10 maja 2019, 09:15 Alert

Podczas prezydentury Donalda Trumpa, czyli od stycznia 2017 roku, w Stanach Zjednoczonych zostało zamkniętych 50 elektrowni węglowych – donosi „Rzeczpospolita”.

Kominy w Elektrowni Kozienice. Fot. BiznesAlert.pl
Kominy w Elektrowni Kozienice. Fot. BiznesAlert.pl

Dziennik powołuje się na informacje organizacji ekologicznej The Sierra Club, która wyliczyła, że w trakcie ponad dwóch lat prezydentury Donalda Trumpa zostało zamkniętych 50 elektrowni węglowych, a w przypadku 51 tego typu źródeł ogłoszono plan ich likwidacji. W tym okresie otwarta została tylko jednak elektrownia węglowa na Alasce.

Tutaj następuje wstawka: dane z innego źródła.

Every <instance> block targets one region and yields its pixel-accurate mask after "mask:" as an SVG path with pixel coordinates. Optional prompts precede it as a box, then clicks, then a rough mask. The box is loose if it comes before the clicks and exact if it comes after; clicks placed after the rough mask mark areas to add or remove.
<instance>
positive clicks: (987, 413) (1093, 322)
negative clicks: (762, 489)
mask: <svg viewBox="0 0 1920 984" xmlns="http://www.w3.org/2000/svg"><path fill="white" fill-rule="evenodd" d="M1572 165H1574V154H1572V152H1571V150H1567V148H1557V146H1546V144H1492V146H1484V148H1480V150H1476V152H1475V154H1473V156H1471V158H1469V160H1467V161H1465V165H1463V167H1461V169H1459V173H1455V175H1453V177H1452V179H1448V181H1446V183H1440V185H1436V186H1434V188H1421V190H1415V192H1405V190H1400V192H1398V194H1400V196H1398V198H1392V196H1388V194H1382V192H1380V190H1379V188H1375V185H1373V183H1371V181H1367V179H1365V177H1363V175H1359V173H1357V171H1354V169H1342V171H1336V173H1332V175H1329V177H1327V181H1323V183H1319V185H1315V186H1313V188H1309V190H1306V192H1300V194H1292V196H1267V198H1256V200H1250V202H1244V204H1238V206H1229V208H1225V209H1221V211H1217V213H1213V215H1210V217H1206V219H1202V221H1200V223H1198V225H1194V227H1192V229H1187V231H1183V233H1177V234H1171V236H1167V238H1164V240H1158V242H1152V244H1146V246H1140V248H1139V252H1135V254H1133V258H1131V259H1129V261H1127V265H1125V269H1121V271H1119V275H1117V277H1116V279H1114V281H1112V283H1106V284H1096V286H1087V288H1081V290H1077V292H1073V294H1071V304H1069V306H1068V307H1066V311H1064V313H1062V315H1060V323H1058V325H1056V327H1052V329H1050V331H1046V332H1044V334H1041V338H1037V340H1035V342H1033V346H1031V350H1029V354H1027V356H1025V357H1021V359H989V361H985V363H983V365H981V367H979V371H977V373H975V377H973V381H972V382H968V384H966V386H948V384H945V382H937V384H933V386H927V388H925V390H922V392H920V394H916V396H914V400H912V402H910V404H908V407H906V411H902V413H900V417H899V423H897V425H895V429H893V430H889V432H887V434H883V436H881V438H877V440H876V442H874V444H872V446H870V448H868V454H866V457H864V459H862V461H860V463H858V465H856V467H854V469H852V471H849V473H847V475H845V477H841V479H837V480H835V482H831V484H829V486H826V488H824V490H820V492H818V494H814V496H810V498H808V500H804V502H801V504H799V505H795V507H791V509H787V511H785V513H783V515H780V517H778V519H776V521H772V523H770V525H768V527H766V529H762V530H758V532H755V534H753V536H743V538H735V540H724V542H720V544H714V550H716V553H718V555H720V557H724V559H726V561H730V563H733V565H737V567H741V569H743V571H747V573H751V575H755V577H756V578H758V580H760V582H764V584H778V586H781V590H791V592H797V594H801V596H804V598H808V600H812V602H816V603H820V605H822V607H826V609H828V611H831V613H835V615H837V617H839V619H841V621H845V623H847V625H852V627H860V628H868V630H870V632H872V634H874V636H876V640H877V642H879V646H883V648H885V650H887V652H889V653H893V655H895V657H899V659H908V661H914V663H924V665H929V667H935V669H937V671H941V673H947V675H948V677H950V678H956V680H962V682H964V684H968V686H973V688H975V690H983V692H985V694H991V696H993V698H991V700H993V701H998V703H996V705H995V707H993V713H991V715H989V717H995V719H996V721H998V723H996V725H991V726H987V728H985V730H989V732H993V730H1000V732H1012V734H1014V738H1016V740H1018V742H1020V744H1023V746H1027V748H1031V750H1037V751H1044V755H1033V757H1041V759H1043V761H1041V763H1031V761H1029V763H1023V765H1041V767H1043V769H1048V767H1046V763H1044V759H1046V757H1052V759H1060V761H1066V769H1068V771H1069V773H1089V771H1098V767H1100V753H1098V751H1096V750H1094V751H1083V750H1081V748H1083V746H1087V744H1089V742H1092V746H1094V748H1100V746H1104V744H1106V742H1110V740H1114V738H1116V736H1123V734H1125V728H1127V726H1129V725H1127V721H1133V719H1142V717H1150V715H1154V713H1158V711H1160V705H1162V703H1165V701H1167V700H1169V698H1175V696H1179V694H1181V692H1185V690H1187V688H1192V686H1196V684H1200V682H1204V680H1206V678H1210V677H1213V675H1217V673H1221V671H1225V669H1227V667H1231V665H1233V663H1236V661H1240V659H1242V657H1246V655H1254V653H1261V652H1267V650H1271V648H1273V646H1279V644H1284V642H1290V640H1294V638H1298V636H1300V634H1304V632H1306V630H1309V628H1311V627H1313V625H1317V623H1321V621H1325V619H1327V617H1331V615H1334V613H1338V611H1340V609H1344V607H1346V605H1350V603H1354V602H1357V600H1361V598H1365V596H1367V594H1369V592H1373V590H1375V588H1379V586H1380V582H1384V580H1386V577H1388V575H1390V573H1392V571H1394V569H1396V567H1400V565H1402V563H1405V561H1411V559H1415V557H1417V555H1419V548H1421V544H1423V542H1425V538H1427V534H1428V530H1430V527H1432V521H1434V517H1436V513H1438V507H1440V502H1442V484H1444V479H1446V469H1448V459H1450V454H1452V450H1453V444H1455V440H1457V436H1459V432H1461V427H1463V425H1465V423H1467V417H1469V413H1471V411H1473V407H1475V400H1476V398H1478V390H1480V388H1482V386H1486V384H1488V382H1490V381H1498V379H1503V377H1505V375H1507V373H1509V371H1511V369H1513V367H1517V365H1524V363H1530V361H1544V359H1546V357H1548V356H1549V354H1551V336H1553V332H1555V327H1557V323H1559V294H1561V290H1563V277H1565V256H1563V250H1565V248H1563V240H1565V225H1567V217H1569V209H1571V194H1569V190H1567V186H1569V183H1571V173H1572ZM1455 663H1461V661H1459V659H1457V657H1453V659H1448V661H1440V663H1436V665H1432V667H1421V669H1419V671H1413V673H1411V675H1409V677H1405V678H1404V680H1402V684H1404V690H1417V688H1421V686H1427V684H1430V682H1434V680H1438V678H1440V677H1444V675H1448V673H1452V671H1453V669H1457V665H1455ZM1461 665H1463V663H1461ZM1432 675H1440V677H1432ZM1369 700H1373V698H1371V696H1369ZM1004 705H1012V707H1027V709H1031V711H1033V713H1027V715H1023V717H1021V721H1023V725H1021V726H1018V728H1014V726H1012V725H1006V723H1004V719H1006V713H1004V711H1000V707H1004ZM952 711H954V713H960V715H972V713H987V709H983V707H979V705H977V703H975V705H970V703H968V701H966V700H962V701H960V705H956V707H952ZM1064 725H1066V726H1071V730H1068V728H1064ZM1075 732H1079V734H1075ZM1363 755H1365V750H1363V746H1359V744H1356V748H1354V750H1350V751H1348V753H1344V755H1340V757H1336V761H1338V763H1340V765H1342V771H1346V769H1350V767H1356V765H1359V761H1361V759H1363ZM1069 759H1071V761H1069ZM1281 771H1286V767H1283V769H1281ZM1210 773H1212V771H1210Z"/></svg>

Węgiel w USA jest wypierany przez gaz ziemny i źródła odnawialne. Opublikowana przez amerykańską Energy Information Administration prognoza produkcji energii elektrycznej na miesiące letnie (czerwiec – sierpień) zakłada, że tego lata ze źródeł węglowych będzie pochodziło 25 proc. energii elektrycznej. To o 3 proc. mniej niż rok wcześniej i 10 procentowy spadek w porównaniu do miesięcy letnich 2015 roku. Elektrownie gazowe tego lata mają dostarczyć w USA 40 proc. energii elektrycznej (39 – proc. w 2018 r. i 35 proc. w 2015 r.). Z elektrowni jądrowych ma pochodzić tego lata 18 proc. produkcji energii elektrycznej, a ich udział w wytwarzaniu jest na tym poziomie od 2015 roku. Jak wynika z prognozy EIA, tego lata źródła odnawialne mają wyprodukować 16 proc. energii elektrycznej w USA, z czego 7 proc. ma pochodzić z elektrowni wodnych. Ubiegłego lata źródła OZE w Stanach Zjednoczonych produkowały 15 proc. energii elektrycznej (elektrownie wodne – 6 proc.), a w 2015 roku – 11 proc. (elektrownie wodne – 5 proc.).